Empowering those allies is not a simple task. “These people all have day jobs,” says O’Connor. One internal marketing vehicle is to create internal SharePoint training sites. EPC encourages clients to download Camtasia Studio and generate short training videos like: How do I set up a new list, or how do I add folks to my workspace?

An analogy O’Connor uses is the notion of the SharePoint economy: “The system administrators are the mall managers, while the store owner is the power user. It’s those shopkeepers who manage inventory and make sure content is relevant—they police the store.” Ultimately they also create new internal markets for delivering information.

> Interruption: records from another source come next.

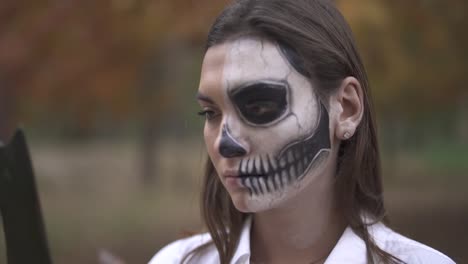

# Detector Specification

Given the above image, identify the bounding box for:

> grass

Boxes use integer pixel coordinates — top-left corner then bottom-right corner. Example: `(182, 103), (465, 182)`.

(0, 140), (468, 264)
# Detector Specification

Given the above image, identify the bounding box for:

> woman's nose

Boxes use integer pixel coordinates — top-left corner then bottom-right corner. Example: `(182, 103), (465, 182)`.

(219, 125), (247, 158)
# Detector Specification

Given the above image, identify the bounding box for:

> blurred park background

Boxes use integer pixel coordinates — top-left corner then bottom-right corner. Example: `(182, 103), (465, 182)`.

(0, 0), (468, 264)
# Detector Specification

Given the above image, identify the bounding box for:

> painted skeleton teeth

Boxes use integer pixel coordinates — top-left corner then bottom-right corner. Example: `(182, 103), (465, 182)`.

(273, 172), (282, 190)
(247, 159), (254, 175)
(251, 177), (263, 193)
(287, 149), (294, 164)
(279, 158), (287, 169)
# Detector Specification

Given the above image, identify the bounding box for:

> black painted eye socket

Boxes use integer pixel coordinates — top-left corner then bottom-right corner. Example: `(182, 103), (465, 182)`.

(231, 83), (288, 125)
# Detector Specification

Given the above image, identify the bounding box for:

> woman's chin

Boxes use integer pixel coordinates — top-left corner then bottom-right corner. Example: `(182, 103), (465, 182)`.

(230, 191), (284, 213)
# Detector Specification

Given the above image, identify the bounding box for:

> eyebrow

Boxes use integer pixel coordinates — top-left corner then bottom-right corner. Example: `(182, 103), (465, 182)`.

(196, 92), (214, 104)
(228, 79), (289, 95)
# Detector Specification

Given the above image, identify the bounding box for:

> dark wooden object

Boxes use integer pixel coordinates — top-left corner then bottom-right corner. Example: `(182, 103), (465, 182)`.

(0, 130), (51, 264)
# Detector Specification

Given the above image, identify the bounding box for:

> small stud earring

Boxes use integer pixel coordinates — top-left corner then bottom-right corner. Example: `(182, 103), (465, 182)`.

(343, 132), (351, 139)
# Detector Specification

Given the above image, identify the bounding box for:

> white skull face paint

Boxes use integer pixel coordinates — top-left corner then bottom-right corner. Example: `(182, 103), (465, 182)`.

(200, 38), (330, 211)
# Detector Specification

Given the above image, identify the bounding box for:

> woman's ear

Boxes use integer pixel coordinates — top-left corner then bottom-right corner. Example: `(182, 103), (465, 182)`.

(330, 77), (364, 140)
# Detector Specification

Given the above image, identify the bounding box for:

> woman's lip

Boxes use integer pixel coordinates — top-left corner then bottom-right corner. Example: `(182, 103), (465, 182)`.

(223, 170), (239, 178)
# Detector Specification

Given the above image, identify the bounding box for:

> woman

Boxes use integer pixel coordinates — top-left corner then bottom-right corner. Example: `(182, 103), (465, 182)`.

(151, 0), (453, 264)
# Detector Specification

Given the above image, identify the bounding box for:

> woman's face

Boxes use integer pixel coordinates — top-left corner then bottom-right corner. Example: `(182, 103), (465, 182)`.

(197, 38), (332, 212)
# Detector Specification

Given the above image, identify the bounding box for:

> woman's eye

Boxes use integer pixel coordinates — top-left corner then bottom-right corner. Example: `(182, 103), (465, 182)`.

(198, 109), (216, 120)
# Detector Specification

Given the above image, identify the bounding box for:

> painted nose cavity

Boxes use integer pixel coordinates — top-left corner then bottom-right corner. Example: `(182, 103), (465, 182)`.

(219, 125), (247, 158)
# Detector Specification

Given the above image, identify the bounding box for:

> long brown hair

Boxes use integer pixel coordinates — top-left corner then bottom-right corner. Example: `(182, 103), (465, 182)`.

(184, 0), (400, 264)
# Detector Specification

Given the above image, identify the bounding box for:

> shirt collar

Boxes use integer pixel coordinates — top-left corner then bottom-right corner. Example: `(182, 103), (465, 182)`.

(231, 217), (366, 264)
(231, 216), (252, 264)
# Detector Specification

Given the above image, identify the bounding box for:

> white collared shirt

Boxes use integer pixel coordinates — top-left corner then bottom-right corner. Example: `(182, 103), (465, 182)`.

(149, 218), (455, 264)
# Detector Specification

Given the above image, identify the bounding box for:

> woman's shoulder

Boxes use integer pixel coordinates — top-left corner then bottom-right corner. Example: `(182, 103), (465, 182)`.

(149, 233), (217, 264)
(371, 223), (455, 264)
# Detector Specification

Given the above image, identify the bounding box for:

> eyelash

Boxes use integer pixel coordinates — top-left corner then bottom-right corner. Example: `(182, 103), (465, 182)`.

(198, 109), (216, 121)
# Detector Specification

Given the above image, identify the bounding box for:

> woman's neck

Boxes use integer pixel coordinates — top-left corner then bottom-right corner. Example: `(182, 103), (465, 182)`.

(251, 173), (346, 264)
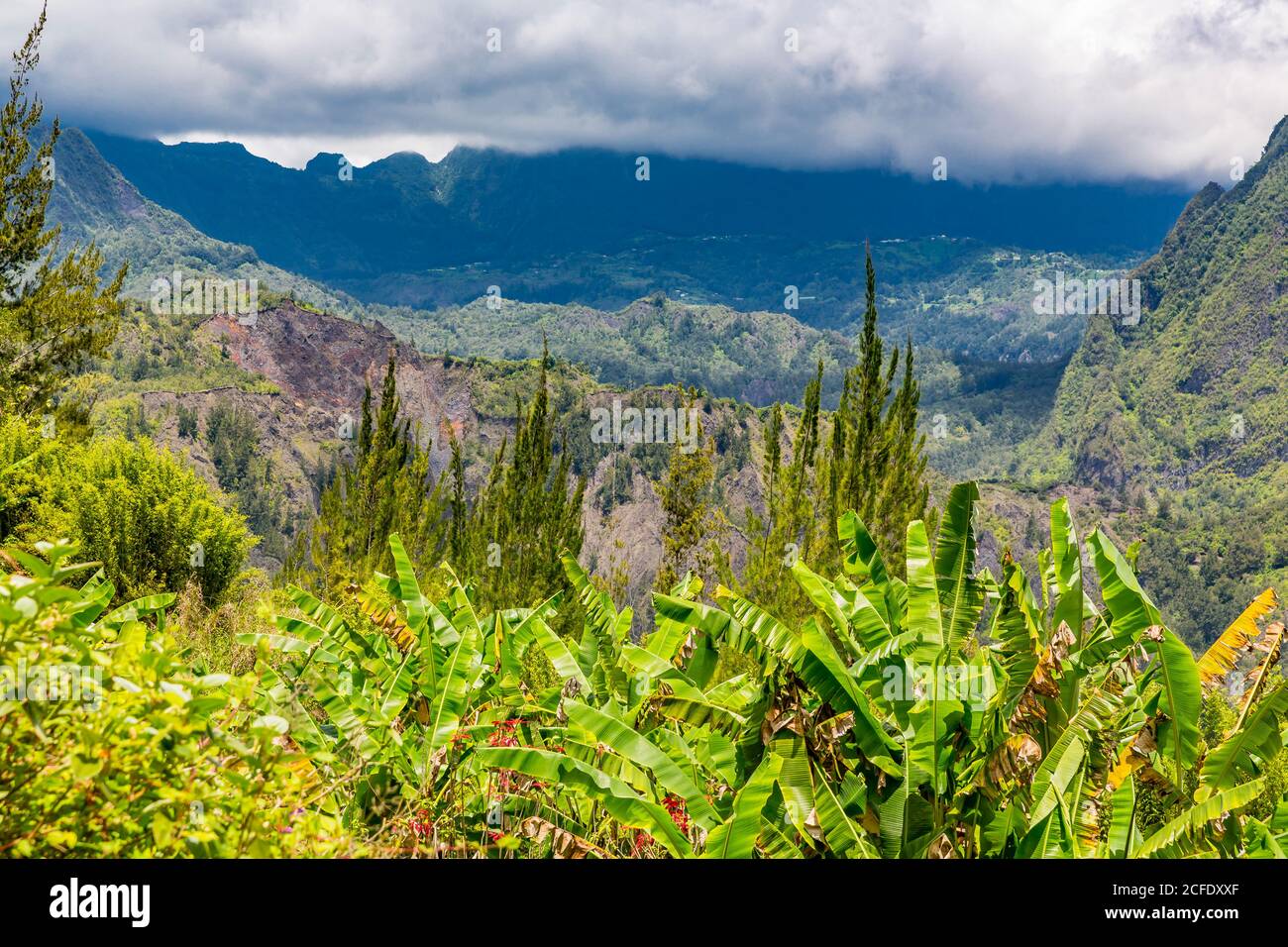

Deployment is easy. Doing it well is another story. That is both an enticement and challenge for a firm whose record-keeping is scattered, siloed and resistant to any kind of integration or interoperability. In KMWorld’s SharePoint series we have showcased a half-dozen implementations, and the reality is this: Once governance is determined, permissions are structured, metadata is populating, search is tuned and the site hierarchy reflects organizational reality, then the foundation is in place. So are the before- and after-effects. It’s the difference between facing a brick wall of file server folders and a unified, user-focused system that strengthens the IP base, interconnectedness and the operational efficiencies of an integrated enterprise.

The ultimate power of SharePoint stems organizationally from what Marc Anderson terms that “one version of the truth thing.”